Abstract:
Liver is the largest internal organ of the body with vital functions. In addition to its endocrine and exocrine activities, liver also plays a pivotal role in the immune system, including haematopoietic functions. Liver parenchymal cells, which are epithelial cells, have been found to possess innate immune functions by expressing pattern-recognition receptors (PRRs), producing complement components, and secreting cytokines. Intriguingly, in recent years, it has been discovered that liver epithelial cells also produce immunoglobulins (Igs), which have long been thought to be produced exclusively by B cells. Notably, even liver epithelial cells from B lymphocyte-deficient mice, including SCID mice and μMT mice, could also produce Igs. Compelling evidence has revealed both the physiological and pathological functions of liver-derived Igs. For instance, liver epithelial cells-derived IgM can serve as a source of natural and specific antibodies that contribute to innate immune responses, while liver-produced IgG can act as a growth factor to promote cell proliferation and survival in normal hepatocytes and hepatocarcinoma. Similar to that in B cells, the toll-like receptor 9 (TLR9)-MyD88 signaling pathway is also actively involved in promoting liver epithelial cells to secrete IgM. Liver-derived Igs could potentially serve as biomarkers, prognostic indicators, and therapeutic targets in the clinical setting, particularly for liver cancers and liver injury. Nevertheless, despite significant advances, much remains unknown about the mechanisms governing Ig transcription in liver cells, as well as the detailed functions of liver-derived Igs and their involvement in diseases and adaptive immunity. Further studies are still needed to reveal these underlying, undefined issues related to the role of liver-derived Igs in both immunity and diseases.
摘要:
肝脏是人体最大的内脏器官,具有重要功能。
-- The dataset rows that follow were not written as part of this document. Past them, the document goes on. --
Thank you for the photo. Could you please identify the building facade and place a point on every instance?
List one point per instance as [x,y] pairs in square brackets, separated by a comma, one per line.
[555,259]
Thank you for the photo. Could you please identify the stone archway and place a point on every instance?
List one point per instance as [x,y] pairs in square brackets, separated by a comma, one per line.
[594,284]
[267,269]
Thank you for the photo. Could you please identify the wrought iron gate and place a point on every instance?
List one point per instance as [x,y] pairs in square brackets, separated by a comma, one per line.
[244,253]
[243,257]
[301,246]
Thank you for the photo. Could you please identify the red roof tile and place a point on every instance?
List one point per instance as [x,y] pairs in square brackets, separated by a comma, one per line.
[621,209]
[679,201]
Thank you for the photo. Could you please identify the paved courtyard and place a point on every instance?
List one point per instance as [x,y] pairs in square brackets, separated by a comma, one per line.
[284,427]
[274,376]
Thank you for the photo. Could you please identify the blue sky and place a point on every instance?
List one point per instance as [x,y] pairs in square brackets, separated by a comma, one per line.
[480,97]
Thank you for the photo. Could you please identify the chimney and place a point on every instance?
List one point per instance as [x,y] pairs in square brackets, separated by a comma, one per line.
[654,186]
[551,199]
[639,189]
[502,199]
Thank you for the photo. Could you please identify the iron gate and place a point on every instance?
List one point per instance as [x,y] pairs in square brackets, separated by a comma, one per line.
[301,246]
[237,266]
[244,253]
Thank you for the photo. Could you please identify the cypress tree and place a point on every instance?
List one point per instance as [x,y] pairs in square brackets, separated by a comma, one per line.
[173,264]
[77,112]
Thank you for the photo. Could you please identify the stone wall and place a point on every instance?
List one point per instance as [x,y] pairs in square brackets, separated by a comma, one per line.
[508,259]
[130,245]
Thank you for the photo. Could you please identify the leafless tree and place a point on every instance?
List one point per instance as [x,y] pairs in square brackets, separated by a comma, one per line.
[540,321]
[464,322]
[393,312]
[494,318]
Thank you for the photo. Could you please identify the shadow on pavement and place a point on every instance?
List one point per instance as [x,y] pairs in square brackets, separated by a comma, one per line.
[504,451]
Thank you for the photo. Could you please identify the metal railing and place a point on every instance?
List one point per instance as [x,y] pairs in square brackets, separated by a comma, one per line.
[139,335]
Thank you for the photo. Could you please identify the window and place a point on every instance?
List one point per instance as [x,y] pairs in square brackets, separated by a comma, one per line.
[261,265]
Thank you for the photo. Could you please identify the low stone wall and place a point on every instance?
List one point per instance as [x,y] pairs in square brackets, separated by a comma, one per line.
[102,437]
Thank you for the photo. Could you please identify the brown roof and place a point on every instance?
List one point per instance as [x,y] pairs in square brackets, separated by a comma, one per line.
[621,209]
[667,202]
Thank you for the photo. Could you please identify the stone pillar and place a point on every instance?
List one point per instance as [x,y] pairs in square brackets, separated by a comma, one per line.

除了它的内分泌和外分泌活动,肝脏在免疫系统中也起着举足轻重的作用,包括造血功能。肝实质细胞,是上皮细胞,已发现通过表达模式识别受体(PRR)具有先天免疫功能,产生补体成分,分泌细胞因子.有趣的是,近年来,已经发现肝上皮细胞也产生免疫球蛋白(Igs),长期以来一直被认为是由B细胞产生的。值得注意的是,甚至来自B淋巴细胞缺陷小鼠的肝上皮细胞,包括SCID小鼠和μMT小鼠,也可以产生Igs。令人信服的证据揭示了肝脏衍生的Ig的生理和病理功能。例如,肝脏上皮细胞衍生的IgM可以作为天然和特异性抗体的来源,有助于先天免疫反应,而肝脏产生的IgG可以作为生长因子促进正常肝细胞和肝癌的细胞增殖和存活。类似于B细胞,Toll样受体9(TLR9)-MyD88信号通路也积极参与促进肝上皮细胞分泌IgM。肝脏衍生的Igs可能作为生物标志物,预后指标,和临床上的治疗目标,特别是肝癌和肝损伤。然而,尽管取得了重大进展,关于肝细胞中控制Ig转录的机制仍然未知,以及肝源性Ig的详细功能及其在疾病和适应性免疫中的参与。仍然需要进一步的研究来揭示这些潜在的,与肝脏衍生的Ig在免疫和疾病中的作用有关的未定义问题。